P: That’s like being asked to choose your favourite Child! We are proud of how all of our ‘projects’ have turned out. We are particularly fond of our on-going Collection Box series. This is by far our rawest and most honest creation. We make bespoke display cabinets and fill them to capacity with items that we have acquired throughout our life’s. They were initially inspired by disappointingMuseum displays and over cluttered charity shop windows.

D: When you begin to consider the designers involved in each item, or the individuals involved in the packaging of said items, or the amount of people involved in the distribution of each item then it becomes an incredibly considered project. There are arguably thousands of people indirectly involved in the manufacture of the Collection Box series.

 

What’s the biggest myth about artists?

P: I can recall with anger and frustration the time when a relative asked what I was studying at University. After my response he proceeded to ask if the windows were clean.

D: Even though this was a witty retort, the pre-conception that Artists don’t do a lot with their day is incredibly annoying. Being an Artist is not a 9-5. And there is certainly no such thing as an overnight success. You can trace any Artists success back by years.

 

What’s the best advice anyone ever gave you?

P: If in doubt, make it big.
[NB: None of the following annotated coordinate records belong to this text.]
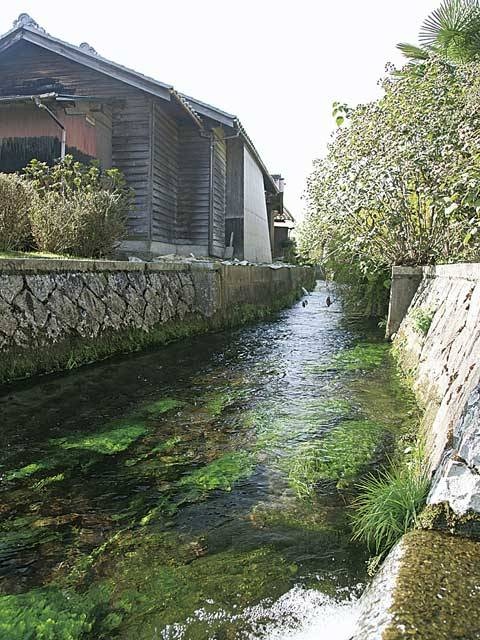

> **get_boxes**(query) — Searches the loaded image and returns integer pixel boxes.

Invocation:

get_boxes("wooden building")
[0,14,281,262]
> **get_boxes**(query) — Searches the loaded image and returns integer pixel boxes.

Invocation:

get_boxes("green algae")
[5,460,51,480]
[311,342,390,373]
[0,587,109,640]
[52,422,148,455]
[288,420,386,495]
[0,516,62,564]
[248,500,350,539]
[418,502,480,540]
[125,436,184,467]
[382,531,480,640]
[178,451,255,493]
[32,473,65,491]
[108,540,298,639]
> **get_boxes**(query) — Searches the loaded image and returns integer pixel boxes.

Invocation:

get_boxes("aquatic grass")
[288,420,387,496]
[352,465,429,555]
[51,422,148,455]
[178,451,255,492]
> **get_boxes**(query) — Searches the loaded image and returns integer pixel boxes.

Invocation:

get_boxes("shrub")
[352,464,429,554]
[25,156,131,258]
[0,173,31,251]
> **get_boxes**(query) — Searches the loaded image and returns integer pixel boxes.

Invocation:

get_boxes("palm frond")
[397,42,429,60]
[419,0,480,54]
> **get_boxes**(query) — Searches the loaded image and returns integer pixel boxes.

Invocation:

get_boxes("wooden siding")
[152,101,179,242]
[225,138,245,260]
[211,128,227,258]
[0,42,152,239]
[176,124,210,247]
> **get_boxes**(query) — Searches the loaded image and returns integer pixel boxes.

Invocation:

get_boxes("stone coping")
[0,258,302,275]
[0,258,220,274]
[392,262,480,281]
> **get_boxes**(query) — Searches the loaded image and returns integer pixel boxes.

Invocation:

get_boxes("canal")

Make lots of them. And give it a fancy name.

D: That, the cat sat on the mat is not a story. The cat sat on the dogs mat is!

 

What is the greatest threat to art today?

PnD: Damien Hirst.

P:- IIya & Emilia Kabakov, Fischli & Weiss, Martin Creed, Angus Fairhurst.

D: We admire Artists that just seem to do what they want. Individuals who appear carefree and uninhibited in the type of Art that they produce and don’t particularly conform to any assumed type.

 

What work of art would you most like to own?

P: A Thousand Years by Damien Hirst. It’s the perfect metaphor for life. I like the imagery of it being the focal point in the lounge and everyone having to live their lives around it.

D: Autumn Rhythm (number 30) by Jackson Pollock. I believe that it is without question the most striking image that I have ever experienced. It’s a knockout. It is arguably the most energetic ‘still’ painting out there. A juxtaposition. It’s passive aggressive. It’s also a reminder that an Artist with a relatively simple, yet original idea can completely change the perception of Art.

 

Finally please describe for us an average day in the life of PatnDon…

P: We’ll discuss, deliberate and disagree before finally settling on something to do. There is a lot of dialogue between us because we made the bold decision at University to discard our sketchbooks in favour of the actual realisation of work.

D: Having no tangible plan leads to all many of nonsense. It’s easy to start something. But it’s hard to go on. And it’s very difficult to finish. We hate endings.That is a start!